Remittances to Haiti have ballooned over a decade to $22.4 billion in 2022 from $11.8 billion in 2012, according to the latest World Bank data. Remittances now account for more than a fifth of the country's GDP.

"Remittances are what is saving the country," Phillips said. "The diaspora of the U.S. has been extremely generous for decades."

DeGraff, too, sends money home.

"We all do," he said. "It’s our country. It’s our family, our friends, our colleagues – that is a given."

In South Florida, Cave and her sisters can't stop listening to Haitian radio and watching videos of the unfolding violence, said her son, 45-year-old Jean-Camille Dubuisson II.

Mother and son were on the phone together, sharing memories of summers spent on the island and their worries about the future.

"They’re glued to the radio and YouTube," Dubuisson said. "They are watching everything – all day and all night. And they are sad. They always had thoughts of dying back in their country."
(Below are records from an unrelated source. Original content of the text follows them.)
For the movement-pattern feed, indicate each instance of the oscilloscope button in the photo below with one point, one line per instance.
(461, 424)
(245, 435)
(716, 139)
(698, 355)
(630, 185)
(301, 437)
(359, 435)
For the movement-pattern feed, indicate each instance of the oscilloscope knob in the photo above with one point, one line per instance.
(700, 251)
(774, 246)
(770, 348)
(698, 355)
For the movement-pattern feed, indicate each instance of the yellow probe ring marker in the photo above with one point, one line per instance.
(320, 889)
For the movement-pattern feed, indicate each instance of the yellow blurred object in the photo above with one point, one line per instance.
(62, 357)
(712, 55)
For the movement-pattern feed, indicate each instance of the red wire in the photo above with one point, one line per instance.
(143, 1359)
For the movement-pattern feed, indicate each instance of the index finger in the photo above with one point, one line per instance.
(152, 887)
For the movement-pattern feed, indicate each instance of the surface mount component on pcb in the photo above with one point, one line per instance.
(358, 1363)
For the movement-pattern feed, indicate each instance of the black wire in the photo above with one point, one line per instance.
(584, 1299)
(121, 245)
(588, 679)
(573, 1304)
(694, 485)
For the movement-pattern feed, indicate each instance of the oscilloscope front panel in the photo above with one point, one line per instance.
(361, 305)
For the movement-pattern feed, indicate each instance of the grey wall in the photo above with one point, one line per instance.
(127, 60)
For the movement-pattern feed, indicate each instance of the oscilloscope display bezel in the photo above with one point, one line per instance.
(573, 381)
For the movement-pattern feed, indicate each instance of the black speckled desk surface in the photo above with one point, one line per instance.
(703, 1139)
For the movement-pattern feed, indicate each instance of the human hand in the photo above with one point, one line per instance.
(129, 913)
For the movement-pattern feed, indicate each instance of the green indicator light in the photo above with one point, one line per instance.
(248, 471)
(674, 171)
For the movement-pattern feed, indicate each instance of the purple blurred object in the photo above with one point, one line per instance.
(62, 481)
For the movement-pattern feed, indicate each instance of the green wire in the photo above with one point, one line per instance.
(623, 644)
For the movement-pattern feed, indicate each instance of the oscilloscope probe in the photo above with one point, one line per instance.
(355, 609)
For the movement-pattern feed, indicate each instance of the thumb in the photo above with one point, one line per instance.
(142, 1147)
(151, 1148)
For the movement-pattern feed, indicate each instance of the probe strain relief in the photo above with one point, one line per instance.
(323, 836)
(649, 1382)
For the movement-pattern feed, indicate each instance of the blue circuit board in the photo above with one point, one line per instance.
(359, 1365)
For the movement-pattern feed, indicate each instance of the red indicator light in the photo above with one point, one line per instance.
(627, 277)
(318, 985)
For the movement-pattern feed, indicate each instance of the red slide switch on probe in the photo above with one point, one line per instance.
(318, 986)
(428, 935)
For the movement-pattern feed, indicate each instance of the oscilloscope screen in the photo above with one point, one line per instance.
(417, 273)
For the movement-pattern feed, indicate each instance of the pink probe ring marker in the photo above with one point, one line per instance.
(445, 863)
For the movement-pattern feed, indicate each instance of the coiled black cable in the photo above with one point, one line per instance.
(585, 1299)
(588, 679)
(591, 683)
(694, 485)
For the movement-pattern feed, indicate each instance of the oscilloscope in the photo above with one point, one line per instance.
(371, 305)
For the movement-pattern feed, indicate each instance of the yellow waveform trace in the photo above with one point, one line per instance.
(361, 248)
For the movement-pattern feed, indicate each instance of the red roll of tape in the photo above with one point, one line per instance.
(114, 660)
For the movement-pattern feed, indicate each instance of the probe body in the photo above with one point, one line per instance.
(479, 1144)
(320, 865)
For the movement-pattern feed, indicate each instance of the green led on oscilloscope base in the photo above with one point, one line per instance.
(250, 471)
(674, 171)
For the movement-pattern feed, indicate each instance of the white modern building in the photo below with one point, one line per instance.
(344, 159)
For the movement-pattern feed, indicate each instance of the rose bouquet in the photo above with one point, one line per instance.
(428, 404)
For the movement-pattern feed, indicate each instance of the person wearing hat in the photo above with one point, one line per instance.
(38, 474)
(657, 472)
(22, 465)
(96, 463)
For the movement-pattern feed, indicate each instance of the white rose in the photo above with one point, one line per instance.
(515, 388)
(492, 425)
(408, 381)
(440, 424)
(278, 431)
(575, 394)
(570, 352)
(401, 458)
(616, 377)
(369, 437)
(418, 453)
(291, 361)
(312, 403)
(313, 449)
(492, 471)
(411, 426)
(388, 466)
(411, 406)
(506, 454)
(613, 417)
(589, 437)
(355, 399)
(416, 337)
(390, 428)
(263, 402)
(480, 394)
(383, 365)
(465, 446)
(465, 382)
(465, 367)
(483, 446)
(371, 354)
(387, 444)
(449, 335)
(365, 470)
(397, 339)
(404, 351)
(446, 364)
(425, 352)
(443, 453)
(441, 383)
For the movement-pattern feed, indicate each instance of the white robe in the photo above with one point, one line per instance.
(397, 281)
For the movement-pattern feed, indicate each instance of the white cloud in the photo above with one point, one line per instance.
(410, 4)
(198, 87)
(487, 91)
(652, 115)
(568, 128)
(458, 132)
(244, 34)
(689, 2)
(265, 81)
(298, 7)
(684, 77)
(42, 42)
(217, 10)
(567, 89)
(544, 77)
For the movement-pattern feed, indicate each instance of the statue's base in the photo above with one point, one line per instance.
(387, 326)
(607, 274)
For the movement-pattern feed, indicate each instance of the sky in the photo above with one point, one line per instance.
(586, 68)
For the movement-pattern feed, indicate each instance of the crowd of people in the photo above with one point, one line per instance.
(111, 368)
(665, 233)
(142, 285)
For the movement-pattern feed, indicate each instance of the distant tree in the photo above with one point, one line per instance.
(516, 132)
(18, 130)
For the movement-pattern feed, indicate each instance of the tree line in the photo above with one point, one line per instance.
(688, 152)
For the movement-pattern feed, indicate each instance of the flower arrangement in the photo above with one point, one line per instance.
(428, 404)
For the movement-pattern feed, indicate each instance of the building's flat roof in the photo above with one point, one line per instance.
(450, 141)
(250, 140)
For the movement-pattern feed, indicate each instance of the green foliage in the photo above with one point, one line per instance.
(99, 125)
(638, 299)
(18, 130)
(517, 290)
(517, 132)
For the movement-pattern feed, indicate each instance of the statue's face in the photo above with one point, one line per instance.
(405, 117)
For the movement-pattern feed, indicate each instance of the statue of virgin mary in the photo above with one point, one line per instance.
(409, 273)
Dubuisson coaches basketball at a South Florida high school and says he is proudly Haitian American. Asked what defines his culture, he answered with one word: "Resilience."

Cave chimed in: "I take the best from Haitian culture. I take the best from American culture. That is what my son always says."

DeGraff wants more for Haiti than the temporary quelling of gang violence.

"What we are struggling for is what we have been struggling for since 1791 and 1804," he said, referring to the revolution and independence of Haiti, the first nation founded by formerly enslaved people.

"To be sovereign," he said. "To resist the white supremacist world order. That is what we have been fighting for all along. What we see in Haiti today is a reflection of that struggle."

Kim Hjelmgaard contributed to this story.